I see The Economist has endorsed my view of Sr Rajoy as someone who says little and does even less. “The man who has nothing to say”, they've labelled him. And when he does speak, they add, he “offers something that stretches credibility: austerity without pain.” They do recognise that he faces a dilemma over the coming months. “To win votes he must seem moderate, but to gain respect from the markets and Brussels he must seem severe. For the moment, votes are what counts.” More here. As ever, the comments, particularly from Spaniards, are fascinating. And informative.
By the by, I particularly like the charge levelled at a Catalan contributor . . . “The itch of nationalism makes you scratch in all places where you think someone bit your national pride.”
Talking about pride . . . I was amused to hear from a friend that her daughter had been told by her boss – someone I've never met – that I had a reputation in town for 1. being a drunkard, 2. being seen around town with numerous women who are almost-whores, and 3. being someone whose neighbours spoke badly of me. What pains me about this is how little I've had to do to gain this enviable – but mis-pitched – fame. And I really think it could have been balanced by something along the lines of “On the other hand, he's well-endowed when it comes to . . . blog-writing", for example. As for my neighbours, if this is true, they must be very two-faced as all of them are extremely friendly. Unless it was the Catalans who left recently, having said not a word to me in ten years. But possibly having said a few downtown. Ah, well. There's only one thing worse than being talked about . . .
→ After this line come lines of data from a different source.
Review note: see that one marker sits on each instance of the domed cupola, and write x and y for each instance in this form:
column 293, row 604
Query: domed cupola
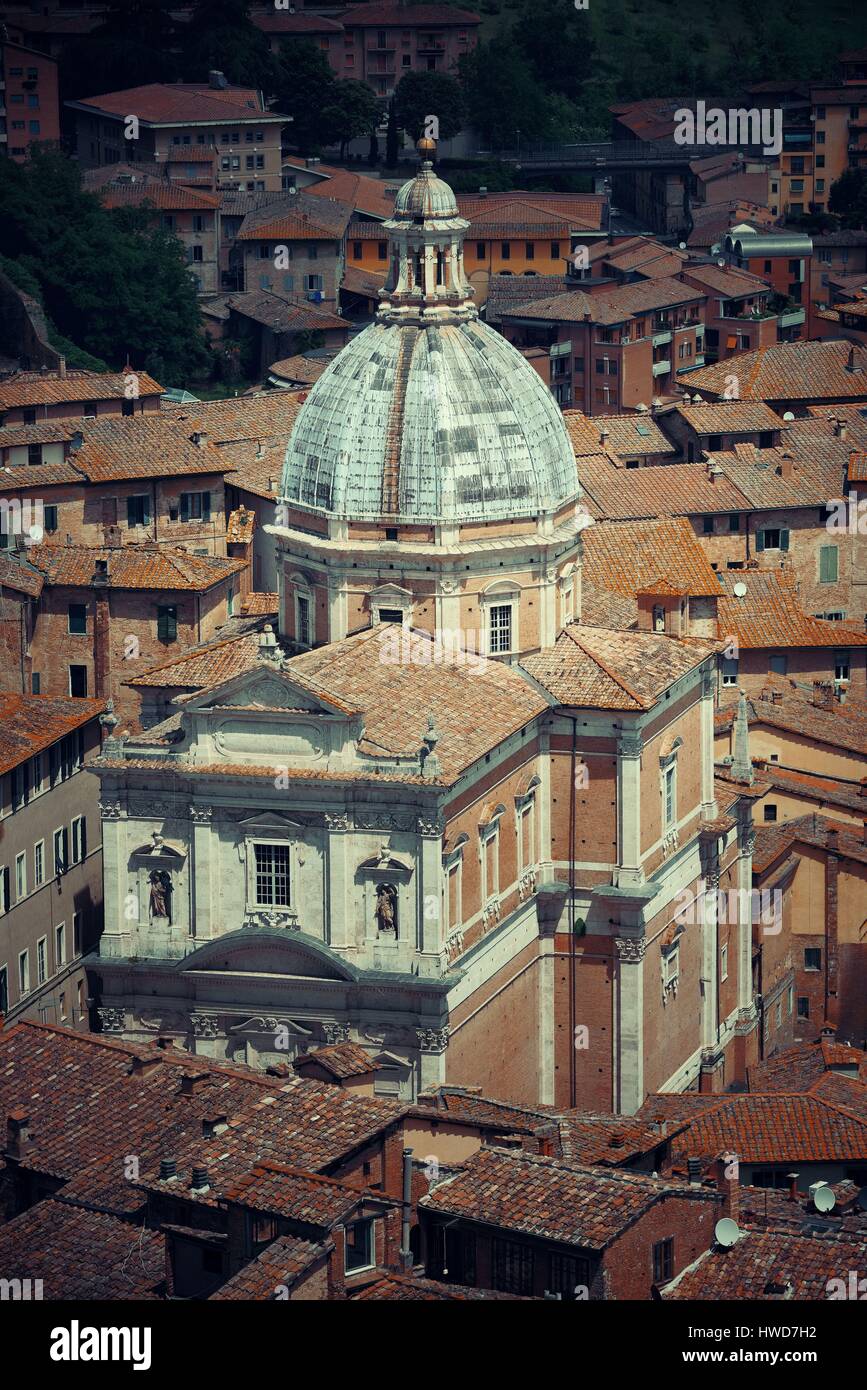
column 428, row 432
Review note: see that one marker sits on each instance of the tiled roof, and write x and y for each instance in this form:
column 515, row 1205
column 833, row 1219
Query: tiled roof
column 266, row 416
column 628, row 437
column 161, row 103
column 606, row 669
column 281, row 316
column 546, row 1198
column 842, row 726
column 132, row 567
column 769, row 1265
column 82, row 1255
column 341, row 1059
column 279, row 1266
column 295, row 1194
column 161, row 195
column 474, row 702
column 36, row 388
column 789, row 371
column 823, row 833
column 770, row 613
column 731, row 417
column 416, row 15
column 29, row 723
column 203, row 666
column 774, row 1129
column 659, row 489
column 143, row 446
column 17, row 573
column 610, row 306
column 630, row 556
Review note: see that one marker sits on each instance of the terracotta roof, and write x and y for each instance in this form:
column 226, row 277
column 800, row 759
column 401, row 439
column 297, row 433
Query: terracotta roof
column 132, row 567
column 767, row 1265
column 17, row 573
column 628, row 437
column 142, row 446
column 281, row 316
column 548, row 1198
column 606, row 669
column 659, row 489
column 161, row 103
column 29, row 723
column 414, row 15
column 731, row 417
column 342, row 1059
column 35, row 388
column 295, row 1194
column 203, row 666
column 770, row 613
column 807, row 371
column 82, row 1254
column 285, row 1261
column 610, row 306
column 823, row 833
column 630, row 556
column 474, row 702
column 842, row 726
column 260, row 605
column 161, row 195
Another comment of mine endorsed in today's UK press is that the next last-minute decision by the EU grands legumes must be in favour of one of the nuclear options:- Either create real fiscal union now or break up the eurozone . . “A break-up of the euro would be a terrifying upheaval for the world economy, but the ECB's decision on Sunday to start buying the bonds of the Italian and Spanish governments has won a reprieve at least until the autumn. Then Europe’s politicians must face the inevitable decision that they have postponed since the start of the crisis: to dismantle the euro or to create a full-scale fiscal federation.”
Meanwhile, though, something strange and unexpected is said to be going on . . “What is happening is momentous. The more Europe steps in to buy Italian and Spanish debt, the more Germany shifts towards the group of countries that could be attacked. . . Europe is replicating mistakes made by financial authorities after the Lehman crisis when good banks were merged with bad banks. This time the destructive "fission" is taking place between solvent and insolvent states. Investors are taking flight before the fission turns "explosive”. Hence the problems France has had today, I guess.
Talking of autumn . . . Hear's a foto of the Savoy café in Pontevedra's main square. You may recall this was due to open in "spring". Well, next year maybe. But at least it doesn't look as bad now as it did for years.
Finally . . . Speaking to my mother today, she repeated her view that – unlike my very religious sister who's actually met him - she didn't like “this Pope”.
I don't like his eyes. He doesn't look at you.
When asked what she thought should be done with the rioters, she opined they should be put on a liner to be set adrift on the Atlantic ocean. But I don't think this is Catholic dogma. Yet.